Giulianotti first saw the robots at a panel summit convened by Johnson & Johnson in the late 1990s, where surgical experts were asked to provide their input on which direction the company should focus its efforts. At the time, laparoscopic surgery, which uses long, narrow instruments and cameras to operate in a minimally invasive way, had completely shifted the field. All surgeries carry risks, and generally speaking, the larger the incision, the higher the risk. As laparoscopy reduced the amount of surgeries that required opening patients wide, safer, better tolerated surgery led to better outcomes.
He saw robotic surgery as the next major step.
The Robots
Intuitive’s da Vinci surgical robot system currently dominates the market. It includes the control panel, a vision cart, and the patient cart — what you’d think of as the robot per se. From a central trunk extend multiple arms. These arms include a camera system and an array of swappable surgical tools.

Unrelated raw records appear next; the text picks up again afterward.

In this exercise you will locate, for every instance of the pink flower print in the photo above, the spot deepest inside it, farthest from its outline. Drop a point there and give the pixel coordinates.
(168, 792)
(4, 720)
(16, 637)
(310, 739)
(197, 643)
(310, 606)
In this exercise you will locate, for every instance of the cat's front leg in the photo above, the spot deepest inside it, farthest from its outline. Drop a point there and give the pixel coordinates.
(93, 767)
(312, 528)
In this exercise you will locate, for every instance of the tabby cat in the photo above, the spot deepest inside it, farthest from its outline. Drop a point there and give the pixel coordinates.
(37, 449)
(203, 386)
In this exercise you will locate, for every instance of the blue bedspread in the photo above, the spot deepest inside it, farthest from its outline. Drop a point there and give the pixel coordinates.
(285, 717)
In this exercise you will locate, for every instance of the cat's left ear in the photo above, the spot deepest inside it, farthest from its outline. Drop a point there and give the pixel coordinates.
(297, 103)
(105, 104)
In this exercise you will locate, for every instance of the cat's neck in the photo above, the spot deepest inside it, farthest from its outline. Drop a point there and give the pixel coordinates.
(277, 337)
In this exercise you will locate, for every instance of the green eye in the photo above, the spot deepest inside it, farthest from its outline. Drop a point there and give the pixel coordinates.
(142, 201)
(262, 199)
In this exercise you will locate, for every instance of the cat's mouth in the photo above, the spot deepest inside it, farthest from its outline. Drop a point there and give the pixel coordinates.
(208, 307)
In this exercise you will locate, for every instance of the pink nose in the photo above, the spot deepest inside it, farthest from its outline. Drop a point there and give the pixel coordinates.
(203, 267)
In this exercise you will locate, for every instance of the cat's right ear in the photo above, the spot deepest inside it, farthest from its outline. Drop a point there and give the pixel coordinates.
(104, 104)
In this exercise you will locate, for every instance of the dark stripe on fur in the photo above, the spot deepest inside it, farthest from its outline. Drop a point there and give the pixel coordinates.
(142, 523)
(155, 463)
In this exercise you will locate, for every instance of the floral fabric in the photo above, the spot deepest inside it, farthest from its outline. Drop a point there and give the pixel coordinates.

Generally, robotic surgery can provide patients with better outcomes; less blood loss, less pain, and quicker recoveries, Jihad Kaouk, at Cleveland Clinic’s Glickman Urological & Kidney Institute tells me. Kaouk is the director of the Center of Advanced Robotic and Image Guided Surgery. Although UC Davis assistant professor of clinical surgery Victoria Lyo tells me there’s not yet enough data to say robots are superior to laparoscopy, general consensus is that they are beneficial.
The robots allow for difficult-to-operate-on places, like the prostate, to be more safely and easily accessed.
Using detailed digital models of the patient, surgeons could game plan for and practice procedures with a level of personalized precision impossible before.
“The anatomical location of the prostate, deep in the pelvis, with the pubic bone and the shadow, makes it very hard to see in the pelvis and perform surgery open,” Kaouk says, referring to the traditional method of, well, opening a person up.
In some cases, the surgical robots allow for surgeries that would have previously never happened. When a kidney transplant patient is too obese, they no longer can safely go through the procedure. Cruelly, patients with obesity often have type 2 diabetes, a predominant cause of chronic kidney disease. These patients are more difficult to work on, and tend to have worse outcomes.
But robotic kidney transplantation involves smaller incisions and better visualization thanks to their camera, so patients that previously would have been ineligible to receive their new kidneys can get one, Patrick Dean, surgical director of the Mayo Clinic’s kidney transplant program, tells me.
Eventually, the robots may perform these surgeries on their own.
In one corner of the lab, an older da Vinci robot is hooked to a computer. By feeding hours and hours of surgery footage to a machine learning AI, the lab is attempting to develop a completely autonomous surgeon. Chen imagines that an AI would first act as something of an assistant, using computer vision to help warn surgeons of blood vessels they can’t see, perhaps, or helping to determine the accuracy of their cuts.
The next step could be the automation of certain aspects of surgery; internal suture, perhaps, which could potentially be done much more quickly and accurately by machine, poppoppoppop, or first incisions, guaranteed to be in the right place at the correct depth. Giulianotti predicts AI will be operating on you within a decade, or perhaps 15 years — a physical manifestation of digital surgery.
Giulianotti wants to create a new world where the digitally-enhanced dream operation means less blood, less infection, less risk, scarring, and pain.
The Dream
Less infection, less blood loss; less risk, less scarring; less pain. AI-powered models would let surgeons develop custom plans of action, to be carried out with AI-assisted confidence using robots capable of enhancing a surgeon’s abilities to something approaching superhuman — this is Giulianotti’s dream.
He wants to create new digital senses — perhaps filters to see dyes, to see blood flowing, neurons firing, targets to hit, traps to avoid, to allow human vision to supersede the eye. He wants to create a new world where the dream operation can become a reality, SITL its womb.
“Can we do that as humans?” he asks.
“No.”
But humans — along with digital models, and robots — can.